A class to calculate the root mean square deviatation between the atomic coordinates of two conformer structure.Structure objects. The inputs are expected to be conformers in the traditional sense.

Working copies of the input structures are modified instead the original. The superimpose transformation is applied to the entire test_structure. The transformation matrix is saved as superposition_matrix property if in_place is set to False.

Renumbering is achieved by creating a list of SMARTS patterns, one for each molecule in the reference structure, evaluating the SMARTS pattern with both the reference and test structures to get a standard order of atom indexes, then passing that atom order to mm.mmct_ct_reorder. Renumbering can be slow with protein-sized molecules so you may want to disable that feature when working with large molecules.

API Example:

# Calculate in place, heavy atom RMSD.
st1 = structure.Structure.read('file1.mae')
st2 = structure.Structure.read('file2.mae')
conf_rmsd = ConformerRmsd(st1, st2) # in place, heavy atom RMSD calc.
if conf_rmsd.calculate() < 2.00:
    print "Good pose"

# Loop over structures in test.mae, comparing to ref.mae
st1 = structure.Structure.read('ref.mae')
conf_rmsd = ConformerRmsd(st1, st1) # in place, heavy atom RMSD calc.
for st in structure.StructureReader('test.mae'):
    conf_rmsd.test_structure = st
    print conf_rmsd.calculate()

Instance Attributes

Variables
  • use_symmetry – Boolean to control whether the test structure atom list should be determined by with the mmsym library. Mmsym accounts for molecular symmetry and is recommended. This boolean just allows for more detailed testing. NOTE: Make sure use_symmetry is True if using renumber_structures.

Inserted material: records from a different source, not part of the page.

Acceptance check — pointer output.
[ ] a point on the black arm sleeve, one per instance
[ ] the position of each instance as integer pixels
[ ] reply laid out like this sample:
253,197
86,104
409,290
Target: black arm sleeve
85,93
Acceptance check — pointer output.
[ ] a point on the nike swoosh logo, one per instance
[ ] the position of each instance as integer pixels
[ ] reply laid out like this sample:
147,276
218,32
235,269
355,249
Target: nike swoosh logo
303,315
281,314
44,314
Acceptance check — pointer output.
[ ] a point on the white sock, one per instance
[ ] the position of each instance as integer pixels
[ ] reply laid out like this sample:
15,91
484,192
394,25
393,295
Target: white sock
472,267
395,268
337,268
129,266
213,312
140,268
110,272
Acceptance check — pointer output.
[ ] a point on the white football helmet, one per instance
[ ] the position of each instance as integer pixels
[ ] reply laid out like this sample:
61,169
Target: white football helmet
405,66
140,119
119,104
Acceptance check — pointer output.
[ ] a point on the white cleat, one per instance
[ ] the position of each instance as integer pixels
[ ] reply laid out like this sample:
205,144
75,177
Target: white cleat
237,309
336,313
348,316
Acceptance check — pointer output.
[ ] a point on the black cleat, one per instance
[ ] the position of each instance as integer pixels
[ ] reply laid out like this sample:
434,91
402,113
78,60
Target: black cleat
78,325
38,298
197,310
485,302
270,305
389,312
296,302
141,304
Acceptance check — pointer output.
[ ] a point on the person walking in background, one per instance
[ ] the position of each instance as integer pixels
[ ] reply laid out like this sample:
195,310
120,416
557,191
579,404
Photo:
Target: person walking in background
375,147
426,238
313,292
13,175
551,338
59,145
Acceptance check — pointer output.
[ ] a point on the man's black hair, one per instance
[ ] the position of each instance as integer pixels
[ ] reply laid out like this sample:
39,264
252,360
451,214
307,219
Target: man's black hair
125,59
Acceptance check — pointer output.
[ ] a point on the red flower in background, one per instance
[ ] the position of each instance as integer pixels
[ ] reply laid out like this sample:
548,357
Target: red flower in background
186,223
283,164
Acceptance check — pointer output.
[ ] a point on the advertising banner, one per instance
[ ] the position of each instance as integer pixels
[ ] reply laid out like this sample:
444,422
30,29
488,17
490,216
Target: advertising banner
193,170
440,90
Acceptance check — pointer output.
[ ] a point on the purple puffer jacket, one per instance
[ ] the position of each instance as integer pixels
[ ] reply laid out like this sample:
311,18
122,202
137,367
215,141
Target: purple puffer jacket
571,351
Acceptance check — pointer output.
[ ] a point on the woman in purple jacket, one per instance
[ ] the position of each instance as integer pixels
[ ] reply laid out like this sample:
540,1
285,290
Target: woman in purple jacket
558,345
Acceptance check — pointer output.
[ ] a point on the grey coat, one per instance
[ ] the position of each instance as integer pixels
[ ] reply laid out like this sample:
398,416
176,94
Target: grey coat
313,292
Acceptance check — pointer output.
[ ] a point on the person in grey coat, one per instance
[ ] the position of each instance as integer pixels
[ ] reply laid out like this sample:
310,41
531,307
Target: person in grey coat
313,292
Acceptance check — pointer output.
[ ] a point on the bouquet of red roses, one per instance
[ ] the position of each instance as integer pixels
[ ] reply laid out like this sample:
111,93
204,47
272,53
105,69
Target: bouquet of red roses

  • renumber_structures – Boolean to control whether the reference and test structures should be renumbered by a SMARTS pattern before calculating the rmsd. For better performance, set to False when the inputs are sure to have the same atomic numbering schemes. NOTE: Make sure use_symmetry is True if using renumber_structures.

  • use_heavy_atom_graph – Boolean to control whether the reference and test structures should be treated as heavy-atom only, graph topologies. Default is False. Tautomers, and different ionization states are not true conformers, but often require RMSD analysis. If True, the test_structure and reference_structure are treated by deleting all hydrogens, setting all bond orders to 1, setting all formal charges to 0, then adjusting the atom types.

  • orig_index_prop – m2io dataname for atomic property that stores the original atom index of the input structures. Default is ‘i_confrmsd_original_index’. This is needed to we can extract/reduce/renumber and present information about the original index which the end-user perceives.

  • rmsd (float) – Root mean square deviation of atomic coordintates

  • max_distance (float) – Greatest displacement between the atom pairs

  • max_distance_atom_1 (integer) – Reference atom index (in original atom scheme)

  • max_distance_atom_2 (integer) – Test atom index (in the original atom scheme)

  • rmsd_str – String of basic rmsd info == str(self)

  • precision – Precision of rmsd stored to find minimum if search_permutations=True defaults to 6 (meaning a precision of 10^-6)

  • max_permutations – Maximum number of permutations to search defaults to 10000000

  • superposition_matrix – Matrix that was used for superimposing the test structure on top of the reference structure, if in_place=True.

Note

The following attributes are available after calculate()

Raise

exceptions if a preparation step can’t be completed, or if the input structures can’t be handled as conformers.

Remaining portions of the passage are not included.